With labour as a derivative of Civil Society, now being part of the social partnership, it encourages other civil society groups to join with us in fighting and holding back the worst ravages of the pandemic.

There are workers in our midst who have been hit with double and triple whammy. They have lost their jobs in the restructuring exercise, some have lost their livelihoods as tourism has collapsed around us, while some have lost loved ones to the dreaded disease. Let us on this May Day, celebrate labour by extending hope and assistance to our more unfortunate members.

CTUSAB has called on our member units to support the Adopt-A-Family Programme, and help to ease the pain that some members of labour are experiencing. The labour movement does not have access to large amounts of money but it is incumbent on us to support this initiative and give to this noble cause, even to the extent of the widow’s mite.

Apart from being the Christian thing to do, we would also want to demonstrate in a symbolic way that we empathise with the suffering of our fellow man.

Because of the adjustments that have come about as a response to COVID-19, it is expected that the workplace will not be the same on this Labour Day. I invite us all to think, reflect and ponder on the seismic changes that are about to become the new norm.
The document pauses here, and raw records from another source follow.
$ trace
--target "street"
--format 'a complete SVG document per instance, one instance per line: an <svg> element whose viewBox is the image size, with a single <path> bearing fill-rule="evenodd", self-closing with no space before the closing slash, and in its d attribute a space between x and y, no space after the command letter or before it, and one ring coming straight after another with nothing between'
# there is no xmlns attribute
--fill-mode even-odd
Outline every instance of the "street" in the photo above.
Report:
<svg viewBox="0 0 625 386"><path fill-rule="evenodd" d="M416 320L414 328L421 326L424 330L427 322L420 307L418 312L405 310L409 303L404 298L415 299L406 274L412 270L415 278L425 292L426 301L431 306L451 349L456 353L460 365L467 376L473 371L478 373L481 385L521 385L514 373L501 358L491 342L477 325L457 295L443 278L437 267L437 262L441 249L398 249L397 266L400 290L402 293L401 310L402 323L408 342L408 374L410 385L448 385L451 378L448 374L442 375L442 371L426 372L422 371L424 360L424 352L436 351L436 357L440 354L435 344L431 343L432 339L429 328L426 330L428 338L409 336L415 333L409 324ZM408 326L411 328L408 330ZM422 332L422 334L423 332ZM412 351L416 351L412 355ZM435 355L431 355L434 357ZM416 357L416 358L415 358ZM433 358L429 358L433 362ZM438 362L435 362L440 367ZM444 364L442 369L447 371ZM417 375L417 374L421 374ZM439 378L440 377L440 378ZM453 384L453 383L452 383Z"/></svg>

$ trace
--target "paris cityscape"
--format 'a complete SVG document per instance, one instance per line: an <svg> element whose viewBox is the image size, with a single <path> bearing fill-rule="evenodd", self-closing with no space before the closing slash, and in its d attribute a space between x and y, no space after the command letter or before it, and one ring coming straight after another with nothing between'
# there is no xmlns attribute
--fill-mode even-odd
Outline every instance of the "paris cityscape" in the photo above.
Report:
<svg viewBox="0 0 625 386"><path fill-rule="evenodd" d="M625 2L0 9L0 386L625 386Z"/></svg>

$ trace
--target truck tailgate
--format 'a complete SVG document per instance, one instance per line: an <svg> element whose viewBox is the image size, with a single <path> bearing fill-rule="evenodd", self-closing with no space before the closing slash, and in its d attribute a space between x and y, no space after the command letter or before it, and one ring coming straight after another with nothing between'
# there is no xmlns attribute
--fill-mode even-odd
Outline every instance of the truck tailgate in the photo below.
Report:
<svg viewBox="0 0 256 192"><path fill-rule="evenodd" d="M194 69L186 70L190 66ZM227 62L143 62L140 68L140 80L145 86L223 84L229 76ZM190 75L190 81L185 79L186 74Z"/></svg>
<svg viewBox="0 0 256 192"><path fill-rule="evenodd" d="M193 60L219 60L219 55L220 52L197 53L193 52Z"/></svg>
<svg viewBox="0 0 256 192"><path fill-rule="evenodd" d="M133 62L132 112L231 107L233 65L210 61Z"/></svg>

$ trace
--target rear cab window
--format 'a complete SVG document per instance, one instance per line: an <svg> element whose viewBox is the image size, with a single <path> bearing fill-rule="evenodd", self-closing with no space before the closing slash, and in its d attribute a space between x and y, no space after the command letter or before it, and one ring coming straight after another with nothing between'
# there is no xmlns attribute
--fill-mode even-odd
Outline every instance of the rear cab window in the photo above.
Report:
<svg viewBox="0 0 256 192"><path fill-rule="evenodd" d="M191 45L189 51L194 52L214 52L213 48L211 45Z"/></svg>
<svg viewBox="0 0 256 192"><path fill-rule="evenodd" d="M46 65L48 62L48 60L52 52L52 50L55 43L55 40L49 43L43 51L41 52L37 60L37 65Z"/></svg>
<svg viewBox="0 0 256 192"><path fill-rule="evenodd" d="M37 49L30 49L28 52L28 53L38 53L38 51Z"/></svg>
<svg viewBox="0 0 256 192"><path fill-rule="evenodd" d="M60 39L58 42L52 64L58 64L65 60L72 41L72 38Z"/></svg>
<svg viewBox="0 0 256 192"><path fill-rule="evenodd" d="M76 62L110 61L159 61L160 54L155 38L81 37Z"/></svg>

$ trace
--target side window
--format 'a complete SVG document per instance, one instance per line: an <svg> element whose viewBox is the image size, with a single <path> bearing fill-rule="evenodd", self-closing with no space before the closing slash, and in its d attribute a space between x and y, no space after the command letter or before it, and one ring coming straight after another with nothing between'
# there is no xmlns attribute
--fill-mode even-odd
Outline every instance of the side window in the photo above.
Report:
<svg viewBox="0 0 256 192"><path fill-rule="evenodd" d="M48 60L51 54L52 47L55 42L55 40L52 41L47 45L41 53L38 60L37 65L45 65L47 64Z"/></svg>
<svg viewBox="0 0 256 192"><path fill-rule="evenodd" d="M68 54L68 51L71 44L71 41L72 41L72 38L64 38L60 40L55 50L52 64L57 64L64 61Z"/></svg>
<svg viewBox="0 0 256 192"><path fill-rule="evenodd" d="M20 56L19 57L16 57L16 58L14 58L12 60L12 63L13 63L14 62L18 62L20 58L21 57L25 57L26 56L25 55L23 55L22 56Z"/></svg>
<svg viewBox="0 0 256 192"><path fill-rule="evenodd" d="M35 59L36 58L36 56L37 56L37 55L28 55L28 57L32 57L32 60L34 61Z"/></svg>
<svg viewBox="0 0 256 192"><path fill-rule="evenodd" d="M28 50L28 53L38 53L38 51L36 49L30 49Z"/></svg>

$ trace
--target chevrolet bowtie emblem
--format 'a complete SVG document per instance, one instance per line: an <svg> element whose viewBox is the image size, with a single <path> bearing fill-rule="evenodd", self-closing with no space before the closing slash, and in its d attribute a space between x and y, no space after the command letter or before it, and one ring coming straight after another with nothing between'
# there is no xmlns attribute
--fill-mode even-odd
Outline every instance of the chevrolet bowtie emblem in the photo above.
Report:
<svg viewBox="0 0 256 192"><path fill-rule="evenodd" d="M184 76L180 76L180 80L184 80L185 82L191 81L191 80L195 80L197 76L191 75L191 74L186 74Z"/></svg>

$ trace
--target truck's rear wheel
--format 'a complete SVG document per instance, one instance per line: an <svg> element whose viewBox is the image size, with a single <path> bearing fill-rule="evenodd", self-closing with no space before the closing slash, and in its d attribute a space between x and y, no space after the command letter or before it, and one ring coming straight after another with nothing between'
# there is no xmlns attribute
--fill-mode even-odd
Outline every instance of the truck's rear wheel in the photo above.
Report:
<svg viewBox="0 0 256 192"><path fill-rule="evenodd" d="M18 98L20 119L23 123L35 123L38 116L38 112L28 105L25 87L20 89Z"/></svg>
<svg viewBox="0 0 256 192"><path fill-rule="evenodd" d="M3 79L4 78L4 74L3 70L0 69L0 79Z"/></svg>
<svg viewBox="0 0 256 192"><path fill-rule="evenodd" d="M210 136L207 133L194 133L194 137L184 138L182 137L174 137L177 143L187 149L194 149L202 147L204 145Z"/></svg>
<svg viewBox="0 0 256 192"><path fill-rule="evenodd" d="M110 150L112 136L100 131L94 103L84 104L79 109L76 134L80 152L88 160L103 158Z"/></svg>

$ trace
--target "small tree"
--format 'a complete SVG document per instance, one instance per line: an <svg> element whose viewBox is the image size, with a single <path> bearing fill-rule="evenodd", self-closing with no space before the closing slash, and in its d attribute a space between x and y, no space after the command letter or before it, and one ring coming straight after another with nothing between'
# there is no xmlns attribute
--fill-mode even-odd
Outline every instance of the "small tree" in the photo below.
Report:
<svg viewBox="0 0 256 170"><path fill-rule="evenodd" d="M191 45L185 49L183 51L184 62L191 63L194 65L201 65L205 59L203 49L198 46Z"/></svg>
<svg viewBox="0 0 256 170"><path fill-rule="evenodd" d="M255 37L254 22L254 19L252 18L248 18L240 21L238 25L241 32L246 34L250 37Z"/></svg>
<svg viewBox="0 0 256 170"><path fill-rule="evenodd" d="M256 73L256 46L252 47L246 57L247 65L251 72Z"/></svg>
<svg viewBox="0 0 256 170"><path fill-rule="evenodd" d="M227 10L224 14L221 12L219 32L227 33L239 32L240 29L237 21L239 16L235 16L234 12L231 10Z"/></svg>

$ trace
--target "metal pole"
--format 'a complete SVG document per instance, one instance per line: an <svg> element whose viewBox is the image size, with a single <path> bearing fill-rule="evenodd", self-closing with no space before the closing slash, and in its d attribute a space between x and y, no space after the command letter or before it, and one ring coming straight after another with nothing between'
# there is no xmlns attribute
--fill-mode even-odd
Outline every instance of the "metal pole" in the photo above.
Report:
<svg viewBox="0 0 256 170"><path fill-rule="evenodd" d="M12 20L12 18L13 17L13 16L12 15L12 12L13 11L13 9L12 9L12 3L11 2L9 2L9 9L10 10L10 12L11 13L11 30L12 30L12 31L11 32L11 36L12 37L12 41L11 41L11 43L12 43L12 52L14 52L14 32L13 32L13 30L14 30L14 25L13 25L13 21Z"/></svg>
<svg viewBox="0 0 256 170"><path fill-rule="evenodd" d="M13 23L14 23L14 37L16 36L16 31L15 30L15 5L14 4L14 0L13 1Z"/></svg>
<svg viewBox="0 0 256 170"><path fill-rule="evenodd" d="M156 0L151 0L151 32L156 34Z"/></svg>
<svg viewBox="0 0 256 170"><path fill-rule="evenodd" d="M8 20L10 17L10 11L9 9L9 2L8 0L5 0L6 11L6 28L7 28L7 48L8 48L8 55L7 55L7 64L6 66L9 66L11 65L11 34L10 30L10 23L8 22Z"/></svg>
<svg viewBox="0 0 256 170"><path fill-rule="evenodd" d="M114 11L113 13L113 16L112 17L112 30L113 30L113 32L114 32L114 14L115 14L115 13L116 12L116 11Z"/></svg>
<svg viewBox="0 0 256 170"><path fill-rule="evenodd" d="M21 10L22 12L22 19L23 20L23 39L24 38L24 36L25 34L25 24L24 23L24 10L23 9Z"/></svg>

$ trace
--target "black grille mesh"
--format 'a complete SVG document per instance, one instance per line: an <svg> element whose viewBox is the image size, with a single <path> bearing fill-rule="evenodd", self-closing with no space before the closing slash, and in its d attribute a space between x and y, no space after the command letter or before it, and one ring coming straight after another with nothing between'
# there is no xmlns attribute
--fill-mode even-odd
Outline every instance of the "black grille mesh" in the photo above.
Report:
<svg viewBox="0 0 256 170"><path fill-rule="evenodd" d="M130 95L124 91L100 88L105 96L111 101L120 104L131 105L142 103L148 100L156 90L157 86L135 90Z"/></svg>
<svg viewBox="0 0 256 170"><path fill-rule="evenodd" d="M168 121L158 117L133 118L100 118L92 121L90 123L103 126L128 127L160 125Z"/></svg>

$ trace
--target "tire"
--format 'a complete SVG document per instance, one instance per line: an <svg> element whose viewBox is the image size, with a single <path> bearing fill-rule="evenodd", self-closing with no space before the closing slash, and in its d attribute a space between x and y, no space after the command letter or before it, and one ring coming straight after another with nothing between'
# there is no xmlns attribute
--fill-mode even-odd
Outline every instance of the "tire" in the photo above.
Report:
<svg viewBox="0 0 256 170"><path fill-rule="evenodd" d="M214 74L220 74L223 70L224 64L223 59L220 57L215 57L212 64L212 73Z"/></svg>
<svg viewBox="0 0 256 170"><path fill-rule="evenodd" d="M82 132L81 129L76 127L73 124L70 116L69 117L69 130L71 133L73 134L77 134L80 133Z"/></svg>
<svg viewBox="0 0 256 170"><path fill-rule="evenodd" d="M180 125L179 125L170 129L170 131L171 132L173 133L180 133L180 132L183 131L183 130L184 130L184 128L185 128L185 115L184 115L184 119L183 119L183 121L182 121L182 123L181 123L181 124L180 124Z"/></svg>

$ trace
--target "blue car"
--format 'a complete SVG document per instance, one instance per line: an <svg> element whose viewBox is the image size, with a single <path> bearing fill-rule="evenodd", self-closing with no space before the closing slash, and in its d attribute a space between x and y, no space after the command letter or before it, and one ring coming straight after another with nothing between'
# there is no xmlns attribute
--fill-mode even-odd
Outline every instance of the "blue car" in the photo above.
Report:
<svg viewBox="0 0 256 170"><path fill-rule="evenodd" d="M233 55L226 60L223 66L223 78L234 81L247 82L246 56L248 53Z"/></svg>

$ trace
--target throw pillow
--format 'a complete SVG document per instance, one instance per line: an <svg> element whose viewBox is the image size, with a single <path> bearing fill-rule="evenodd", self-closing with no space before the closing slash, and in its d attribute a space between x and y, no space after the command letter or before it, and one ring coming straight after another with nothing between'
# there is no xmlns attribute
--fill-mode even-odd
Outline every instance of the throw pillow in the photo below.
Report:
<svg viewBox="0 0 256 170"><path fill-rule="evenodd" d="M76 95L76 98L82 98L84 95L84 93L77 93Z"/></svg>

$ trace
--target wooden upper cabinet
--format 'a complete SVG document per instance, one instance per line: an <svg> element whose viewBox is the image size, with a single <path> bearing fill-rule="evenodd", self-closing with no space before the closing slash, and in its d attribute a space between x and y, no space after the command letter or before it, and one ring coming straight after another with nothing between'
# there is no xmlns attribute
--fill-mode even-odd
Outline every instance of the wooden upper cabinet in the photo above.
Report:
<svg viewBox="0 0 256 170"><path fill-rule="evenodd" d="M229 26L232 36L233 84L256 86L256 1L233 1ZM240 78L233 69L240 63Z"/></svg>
As for example, what will the new school look like? Is society prepared to invest more in teacher training to ensure that they are equipped to do “virtual” teaching? Is society able to invest more in the acquisition of the necessary hardware and software to make sure that the “new” school is functional and relevant?

Is society prepared to invest in actions that will ensure that every house has access to electricity and WIFI connectivity so that every child can be taught “virtually”? What impact will such a development have on the socialisation of our youth on the school plant, on the makeup of school sporting teams, traffic on the roads, or the effect of exhaust fumes on our environment?

The larger question is, what will the workplace look like as we emerge from the experiment of working from at home? Will the necessary safeguards be put in place to ensure the absence of harassment and exploitation, and what thoughts will be given to the issue of health and safety?

All of these scenarios serve to make us aware of what potentially exists in the “best of times and the worst of times”. I need to remind the public that the Congress continues to work towards solutions for the benefit of our country and the sustainability of our society of Barbados. It is against this backdrop, that the Congress wrote the Chairman of the Social Partnership to request the convening of a meeting, with a view to discussing in a very practical way the reopening of the Barbadian society and economy.

As we look to the future, the indicators point to the fact that the way ahead will be painful and difficult for Labour. The Congress pledges to continue to articulate and press the demands on behalf of the Barbadian workers, for the best possible eventualities on the basis of available information.

Let us on Labour Day 2020; remain optimistic of the future, despite the challenges of the time. Stay safe, and God Bless.